The Tastiest — And Laziest — Thanksgiving Meal You Can Make
So, you don’t want to spend your day off carving a turkey and making mashed potatoes from scratch? Don’t. Stay in bed and start cooking an hour before your guests are set to arrive. Here’s everything you need for the tastiest, laziest Thanksgiving dinner you can serve:
Replace your turkey with a rotisserie chicken. Make sure it’s already cooked.
Get instant mashed potatoes. Step 1. Take the mix out of the box. Step 2. Add water.
Don’t forget gravy packets. See step 1-2 above.
Try an Easy Mac hack. Put it in a casserole dish, add breadcrumbs, and put it in the oven. It’s a baked macaroni and cheese masterpiece.
Grab canned cranberry sauce. Doesn’t everyone use this? You’re not even cheating.

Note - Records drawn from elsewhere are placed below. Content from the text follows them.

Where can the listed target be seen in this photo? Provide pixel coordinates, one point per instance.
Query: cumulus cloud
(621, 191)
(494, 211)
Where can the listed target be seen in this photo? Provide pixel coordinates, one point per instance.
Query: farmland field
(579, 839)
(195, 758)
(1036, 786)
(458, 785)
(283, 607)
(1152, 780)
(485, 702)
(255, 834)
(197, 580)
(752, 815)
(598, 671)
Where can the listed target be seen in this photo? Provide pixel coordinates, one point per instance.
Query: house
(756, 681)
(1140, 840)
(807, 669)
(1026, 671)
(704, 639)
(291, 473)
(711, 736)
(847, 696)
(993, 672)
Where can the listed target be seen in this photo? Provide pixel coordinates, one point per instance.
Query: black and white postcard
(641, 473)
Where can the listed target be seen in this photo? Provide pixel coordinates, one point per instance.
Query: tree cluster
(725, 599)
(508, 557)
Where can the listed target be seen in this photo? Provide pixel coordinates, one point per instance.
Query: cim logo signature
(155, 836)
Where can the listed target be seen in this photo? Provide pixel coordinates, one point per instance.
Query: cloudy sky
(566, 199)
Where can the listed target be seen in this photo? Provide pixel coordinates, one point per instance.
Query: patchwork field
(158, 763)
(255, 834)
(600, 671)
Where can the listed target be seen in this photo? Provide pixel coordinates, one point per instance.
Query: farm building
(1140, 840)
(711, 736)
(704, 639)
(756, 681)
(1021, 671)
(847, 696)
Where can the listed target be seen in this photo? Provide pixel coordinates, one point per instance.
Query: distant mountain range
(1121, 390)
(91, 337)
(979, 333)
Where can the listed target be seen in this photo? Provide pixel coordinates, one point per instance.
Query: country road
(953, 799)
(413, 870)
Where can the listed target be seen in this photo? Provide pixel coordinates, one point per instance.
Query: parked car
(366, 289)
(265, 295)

Serve up hassle-free stuffing. Combine croutons, water, and a sprinkle of salt.
Pick up a pre-made pumpkin pie. Don’t forget to throw away the packaging.
Use elegant disposable dinnerware. A fancy way to say paper plates.
FOR THE EXTRA LAZY:
Turn your Thanksgiving dinner into a potluck. Everyone brings the feast. You bring yourself.
Get Thanksgiving dinner delivered. No need to break your Seamless streak for the holiday.
Make a reservation at a restaurant. Within walking distance, of course. Order extra for late-night leftover snacking.
Have Thanksgiving dinner all to yourself. Why sit through hours of small talk with family when you can feast alone in your bed? Don’t worry about any gravy spills either. We’ve got you covered.